Cycles consumed for an iteration of 10000 for a 600x600 image, with different optimization options is as follows:

                No options : 1.177 sec
With fuse,tile,parallel : 1.431 sec
vectorize  x by 8        : 1.198 sec
vectorize  x by 16      : 1.228 sec

So my main doubt is why Parallel is not helping in improving the performance ?? Do we need to add any threading library explicitly to kick-in multi-threading/parallel processing?

    Var x_i, x_o, y_o, y_i, tile;
    addition.tile(x,y, x_o, y_o, x_i, y_i,100,100)
        .fuse(x_o,y_o, tile)
        .parallel(tile);
    Var x_i_o, y_i_o, x_v, y_p;
    addition.tile(x_i, y_i, x_i_o, y_i_o, x_v, y_p, 4,2)
            .vectorize(x_v)
            .unroll(y_p);
abadams commented 4 years ago

Why parallel isn't speeding things up: You're doing nearly no work (just a single addition) in your kernel, so this is a memory bandwidth test, but your image is small enough to fit in cache, so that's going to be fast too. Basically your routine is so cheap that threading overheads are costing a lot in relative terms. You can reduce some of these overheads by removing the tiling - you only want tiling if you need spatial locality in 2D. Try this schedule instead: addition.parallel(y, 8).vectorize(x, 8);

Why vectorize isn't speeding things up: LLVM has a decent autovectorizer, and it can certainly handle this case, so Halide is probably just generating the same vector code with or without vectorization. You can test this hypothesis by adding the target flag disable_llvm_loop_opt and seeing if the no-schedule case gets slower.

jsksra1 commented 4 years ago

Thanks!

Overhead of threads is more for low resolution of images(600x600) than (1920x1920) hence, the performance for larger resolution improved with parallel & vectorize, but the same is getting degraded/no effect for lower resolutions.

I am experimenting Halide for a low size resolution 1D signals (Audio/speech) usecases, as it will be very useful to have this codegen for multiple targets. But my study resulted in poor performance of Halide for a size of 200-250 samples per frame whenever I try scheduling with parallel.

Example : Let's take a convolution of an array A[1000] with kernel[20]. I always compare this with handwritten C AVX2 SIMD code. Halide performance degrades when kernel length increases from 20 to 40or 80 . And as I try to do more schedule the cycles are shooting up.

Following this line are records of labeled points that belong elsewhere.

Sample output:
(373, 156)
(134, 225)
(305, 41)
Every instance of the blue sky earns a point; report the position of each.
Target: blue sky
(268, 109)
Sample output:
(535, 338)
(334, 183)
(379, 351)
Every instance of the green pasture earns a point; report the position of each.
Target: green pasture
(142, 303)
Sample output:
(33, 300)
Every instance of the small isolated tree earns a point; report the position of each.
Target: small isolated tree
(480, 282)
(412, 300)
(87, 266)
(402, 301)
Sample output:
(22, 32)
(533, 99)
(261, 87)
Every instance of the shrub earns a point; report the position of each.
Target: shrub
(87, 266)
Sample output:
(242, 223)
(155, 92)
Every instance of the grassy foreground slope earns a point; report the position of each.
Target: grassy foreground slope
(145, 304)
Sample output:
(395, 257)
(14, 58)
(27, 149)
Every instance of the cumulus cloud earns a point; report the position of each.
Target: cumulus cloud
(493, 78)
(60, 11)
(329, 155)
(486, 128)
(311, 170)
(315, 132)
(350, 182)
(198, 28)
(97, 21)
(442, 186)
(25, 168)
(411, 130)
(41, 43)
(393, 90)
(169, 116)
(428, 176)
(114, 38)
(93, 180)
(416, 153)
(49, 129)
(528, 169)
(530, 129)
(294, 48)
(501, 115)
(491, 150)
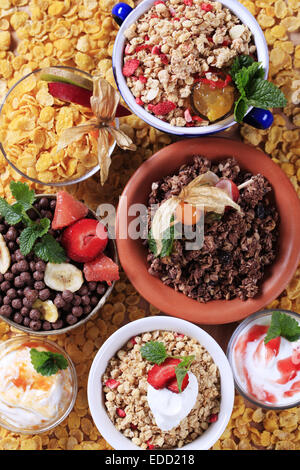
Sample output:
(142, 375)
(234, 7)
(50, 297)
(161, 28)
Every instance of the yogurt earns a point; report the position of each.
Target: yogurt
(270, 373)
(170, 408)
(27, 398)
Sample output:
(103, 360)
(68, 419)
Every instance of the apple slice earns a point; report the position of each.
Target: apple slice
(54, 74)
(71, 93)
(78, 95)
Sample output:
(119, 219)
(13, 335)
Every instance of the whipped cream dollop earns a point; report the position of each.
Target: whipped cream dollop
(28, 398)
(269, 372)
(170, 408)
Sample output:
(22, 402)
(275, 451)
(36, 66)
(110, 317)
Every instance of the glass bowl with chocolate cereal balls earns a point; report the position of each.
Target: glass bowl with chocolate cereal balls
(44, 289)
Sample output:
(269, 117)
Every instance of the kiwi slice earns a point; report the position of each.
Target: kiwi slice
(54, 74)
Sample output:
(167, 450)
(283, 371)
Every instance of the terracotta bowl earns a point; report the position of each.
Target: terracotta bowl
(132, 253)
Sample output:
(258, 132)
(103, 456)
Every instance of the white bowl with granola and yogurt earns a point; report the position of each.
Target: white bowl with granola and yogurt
(160, 383)
(166, 50)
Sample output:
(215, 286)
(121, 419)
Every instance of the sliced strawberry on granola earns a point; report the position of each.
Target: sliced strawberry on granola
(130, 67)
(160, 375)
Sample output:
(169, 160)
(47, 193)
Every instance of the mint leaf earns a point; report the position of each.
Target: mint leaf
(154, 352)
(22, 193)
(46, 362)
(152, 243)
(12, 214)
(245, 77)
(264, 94)
(240, 62)
(48, 249)
(167, 240)
(240, 109)
(254, 90)
(283, 325)
(180, 374)
(30, 234)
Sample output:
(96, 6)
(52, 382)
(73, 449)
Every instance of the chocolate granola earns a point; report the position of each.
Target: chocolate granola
(236, 249)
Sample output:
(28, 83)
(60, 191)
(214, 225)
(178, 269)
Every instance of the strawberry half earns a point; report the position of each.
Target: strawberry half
(82, 240)
(173, 385)
(160, 375)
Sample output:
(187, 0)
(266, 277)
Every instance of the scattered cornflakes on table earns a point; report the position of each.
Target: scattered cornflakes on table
(81, 33)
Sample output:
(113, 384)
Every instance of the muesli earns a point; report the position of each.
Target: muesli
(240, 230)
(192, 63)
(162, 390)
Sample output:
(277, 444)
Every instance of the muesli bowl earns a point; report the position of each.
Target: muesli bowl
(125, 17)
(57, 171)
(111, 252)
(266, 375)
(138, 328)
(133, 251)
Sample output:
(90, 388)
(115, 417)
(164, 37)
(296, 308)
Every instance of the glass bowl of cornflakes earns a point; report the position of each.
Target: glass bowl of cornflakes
(31, 122)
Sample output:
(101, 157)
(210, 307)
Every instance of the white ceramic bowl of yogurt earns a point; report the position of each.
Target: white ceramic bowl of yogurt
(118, 339)
(267, 375)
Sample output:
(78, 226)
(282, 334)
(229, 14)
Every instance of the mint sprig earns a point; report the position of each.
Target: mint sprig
(46, 362)
(283, 325)
(167, 240)
(254, 90)
(35, 236)
(155, 352)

Func Filtering("Discrete FIR");
Func clamped("clamped");
//Create the reduction domain for recursive delay and multiply operations
Halide::RDom rk(0, filterLen+1);

//Declare boundary conditions and it's beyond boundary values
clamped = Halide::BoundaryConditions::constant_exterior(input, 0);

//Convolution operation with RDom's representation
Filtering(x) = Halide::sum(kernel(filterLen - rk.x) * clamped(x + rk.x - (filterLen)));

So my doubt is ,

  1. Is this Halide code that I wrote is not optimal?
  2. Is Halide has a limitation with lower resolution inputs?
  3. Due to more algebraic operations (delay and sum) instead of linear operations (scaling input etc) will result in higher cycle consumption with Halide ?? Finally why all Halide tutorials/usecase focus more on Image processing?
jsksra1 commented 4 years ago

Lookslike there is issue with my above approach.

I tweaked the algorithm of filtering (Halide implementation) and now Halide generated code performs better to my SIMD code.